À cet égard, la douleur n'a pas de frontière, ni d'âge, mais la vie continue car elle est la plus forte ; c'est aussi le plus beau de ses messages. 

Plus qu'aucun autre, comme tous ceux qui ont souffert, il sait en effet distinguer dans chaque œil, même le plus désespéré, cette lueur d'espoir sans laquelle la condition humaine ne serait que tragique. 

Dans un monde incertain, où le fanatisme n'est jamais loin, et celui-ci n'est malheureusement pas réservé à la région compliquée d'où il vient, Reza, grâce à son art, nous permet d'accéder à cette spiritualité qui s'appelle la fraternité.

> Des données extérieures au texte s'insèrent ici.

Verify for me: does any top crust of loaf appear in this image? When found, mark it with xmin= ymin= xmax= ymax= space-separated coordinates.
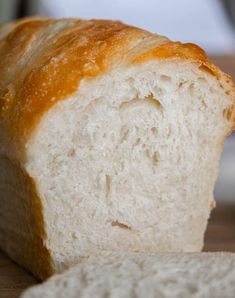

Ce message relativement optimiste et confiant en l'homme ne doit pas cependant nous exonérer de nos responsabilités. C'est l'honneur du Sénat, qui a su agir dans l'ombre et avec constance pour la reconstruction de l'Afghanistan que de lui ouvrir, avec les grilles du Luxembourg, une tribune à sa mesure et à même de nous les rappeler.